Truth: The Sciatic Nerve Runs from the Low Back Down to the Toes
The sciatic nerve is located in front of the piriformis muscle (deep in the rear), including the lowest two nerves that exit from the lower spine (L4 and L5) and the first three sacral nerves (S1, S2 and S3).
Each of the nerves has two branches, one on each side of the spine. The root of each nerve exits the spine between two vertebra in the low back, travels down the back of each leg, and branches out to the leg and into each foot. The sciatic nerve is the largest single nerve in the human body.
Sciatic pain that radiates along this nerve can be excruciating and debilitating for many patients.
Truth: Sciatica Leg Pain is Caused By a Problem in the Low Back
Patients often feel leg pain from sciatica, which leads them to believe that there is something wrong with their legs.
However, because the sciatic nerve extends through the low back, legs and feet, a problem causing nerve compression in the low back can cause low back pain and feelings of pain through the legs, feet and sometimes the toes.
Truth: The Causes of Sciatica Are Not Genetic
As explained above, sciatica is the result of a problem in the low back that can develop from aging or from a spinal injury. These conditions are not passed on genetically, as patients may mistakenly believe.
There is no truth to the idea that sciatica is handed down from generation to generation.
In This Article:
Piriformis syndrome is a condition that is often confused with sciatica. When the piriformis muscle becomes tight, it can irritate the sciatic nerve. This causes sciatica-like pain, tingling and numbness that often run from the low back to the rear, down the leg and into the foot.
Although the discomfort from piriformis syndrome feels similar to sciatica, the two have different causes. With piriformis problems, the pain is not caused by a compressed nerve root where it exits the spine as occurs with true sciatica.
Correctly identifying the cause of the pain is important because the treatments for each type of pain tend to be very different.
The pain from arthritis or other joint problems is actually more common than sciatica, and they are often confused.
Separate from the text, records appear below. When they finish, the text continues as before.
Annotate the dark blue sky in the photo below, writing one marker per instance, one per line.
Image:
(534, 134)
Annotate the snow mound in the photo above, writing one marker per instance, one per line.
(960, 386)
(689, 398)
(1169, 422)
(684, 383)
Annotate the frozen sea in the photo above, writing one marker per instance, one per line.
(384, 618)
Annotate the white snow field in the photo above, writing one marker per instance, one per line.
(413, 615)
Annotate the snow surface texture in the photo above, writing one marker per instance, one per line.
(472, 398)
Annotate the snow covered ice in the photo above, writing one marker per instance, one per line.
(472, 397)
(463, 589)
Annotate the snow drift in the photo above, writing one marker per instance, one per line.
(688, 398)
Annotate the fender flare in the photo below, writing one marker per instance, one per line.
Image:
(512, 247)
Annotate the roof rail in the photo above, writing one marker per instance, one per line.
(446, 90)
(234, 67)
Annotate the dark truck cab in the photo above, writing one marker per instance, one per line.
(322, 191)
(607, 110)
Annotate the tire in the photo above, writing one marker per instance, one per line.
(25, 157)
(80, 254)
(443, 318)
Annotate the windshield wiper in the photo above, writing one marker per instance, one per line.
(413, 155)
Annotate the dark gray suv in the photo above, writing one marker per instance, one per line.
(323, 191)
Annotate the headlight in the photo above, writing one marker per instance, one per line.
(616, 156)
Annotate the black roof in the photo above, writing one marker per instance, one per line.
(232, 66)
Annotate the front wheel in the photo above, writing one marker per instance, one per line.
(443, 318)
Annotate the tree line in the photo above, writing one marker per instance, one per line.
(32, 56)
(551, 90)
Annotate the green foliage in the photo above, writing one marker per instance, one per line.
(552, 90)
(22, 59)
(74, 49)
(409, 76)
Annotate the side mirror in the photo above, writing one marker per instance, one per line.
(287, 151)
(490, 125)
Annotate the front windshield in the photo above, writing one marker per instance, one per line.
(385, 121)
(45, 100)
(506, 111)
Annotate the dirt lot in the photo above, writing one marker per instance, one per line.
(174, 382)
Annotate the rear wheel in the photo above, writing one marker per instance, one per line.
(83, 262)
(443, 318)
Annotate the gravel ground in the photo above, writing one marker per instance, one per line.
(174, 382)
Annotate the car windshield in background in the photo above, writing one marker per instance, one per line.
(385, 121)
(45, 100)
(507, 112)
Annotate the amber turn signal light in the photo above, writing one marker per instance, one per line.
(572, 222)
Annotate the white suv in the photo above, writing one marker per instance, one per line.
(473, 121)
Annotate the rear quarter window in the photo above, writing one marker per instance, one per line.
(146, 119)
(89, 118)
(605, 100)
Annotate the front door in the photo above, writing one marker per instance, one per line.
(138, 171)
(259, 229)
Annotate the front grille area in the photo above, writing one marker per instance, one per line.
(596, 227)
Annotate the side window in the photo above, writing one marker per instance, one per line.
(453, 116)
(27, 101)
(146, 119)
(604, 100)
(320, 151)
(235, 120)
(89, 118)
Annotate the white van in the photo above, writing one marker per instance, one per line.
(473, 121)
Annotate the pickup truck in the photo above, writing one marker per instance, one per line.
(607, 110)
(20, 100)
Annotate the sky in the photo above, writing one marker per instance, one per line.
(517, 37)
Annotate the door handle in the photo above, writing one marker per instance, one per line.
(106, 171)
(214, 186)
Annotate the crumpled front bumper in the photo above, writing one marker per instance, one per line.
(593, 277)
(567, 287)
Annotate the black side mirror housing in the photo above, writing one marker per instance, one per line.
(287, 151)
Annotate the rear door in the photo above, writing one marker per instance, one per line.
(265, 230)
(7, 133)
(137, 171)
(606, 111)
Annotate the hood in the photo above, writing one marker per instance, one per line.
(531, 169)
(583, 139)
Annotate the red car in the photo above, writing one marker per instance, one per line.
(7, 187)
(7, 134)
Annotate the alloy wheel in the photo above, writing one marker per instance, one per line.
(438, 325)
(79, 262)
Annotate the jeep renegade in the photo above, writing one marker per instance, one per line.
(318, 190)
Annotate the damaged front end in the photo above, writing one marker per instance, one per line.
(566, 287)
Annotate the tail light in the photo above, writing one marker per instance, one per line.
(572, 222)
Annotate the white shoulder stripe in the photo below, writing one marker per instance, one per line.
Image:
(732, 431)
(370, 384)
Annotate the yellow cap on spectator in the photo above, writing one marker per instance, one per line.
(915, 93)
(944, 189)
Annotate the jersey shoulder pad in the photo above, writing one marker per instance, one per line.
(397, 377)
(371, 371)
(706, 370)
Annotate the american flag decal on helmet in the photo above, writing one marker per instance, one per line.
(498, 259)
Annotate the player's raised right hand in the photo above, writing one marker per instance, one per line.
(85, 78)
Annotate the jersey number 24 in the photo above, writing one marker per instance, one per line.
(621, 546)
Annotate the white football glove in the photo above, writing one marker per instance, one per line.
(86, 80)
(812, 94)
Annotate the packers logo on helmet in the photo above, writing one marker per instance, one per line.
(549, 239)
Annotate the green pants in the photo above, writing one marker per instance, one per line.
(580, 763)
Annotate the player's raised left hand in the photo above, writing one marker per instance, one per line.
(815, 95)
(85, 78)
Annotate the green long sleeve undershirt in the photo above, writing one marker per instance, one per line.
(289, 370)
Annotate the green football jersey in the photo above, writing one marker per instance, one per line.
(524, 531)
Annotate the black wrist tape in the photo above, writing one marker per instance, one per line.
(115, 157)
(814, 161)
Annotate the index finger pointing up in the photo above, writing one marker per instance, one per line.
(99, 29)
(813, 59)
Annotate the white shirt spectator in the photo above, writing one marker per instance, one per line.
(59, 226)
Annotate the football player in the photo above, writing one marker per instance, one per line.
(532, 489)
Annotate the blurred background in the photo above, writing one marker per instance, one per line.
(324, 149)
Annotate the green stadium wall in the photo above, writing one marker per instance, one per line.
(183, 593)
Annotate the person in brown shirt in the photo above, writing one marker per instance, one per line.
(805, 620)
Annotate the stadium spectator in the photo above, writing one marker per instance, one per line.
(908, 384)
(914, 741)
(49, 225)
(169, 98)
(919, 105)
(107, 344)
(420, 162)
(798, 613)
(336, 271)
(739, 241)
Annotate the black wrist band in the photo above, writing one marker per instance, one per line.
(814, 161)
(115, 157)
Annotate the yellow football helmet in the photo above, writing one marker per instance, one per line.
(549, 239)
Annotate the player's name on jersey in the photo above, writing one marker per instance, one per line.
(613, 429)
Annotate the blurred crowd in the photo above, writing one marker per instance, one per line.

In reality, sciatica and arthritis are classified as different types of pain. Radicular pain like sciatica is caused by a pinched nerve.
In contrast, referred leg pain from arthritis is dull, achy and often moves around and varies in intensity. Although the leg pain from arthritis may feel similar, it is not truly sciatica. Distinguishing the correct problem is important because the treatments for each type of pain often differ.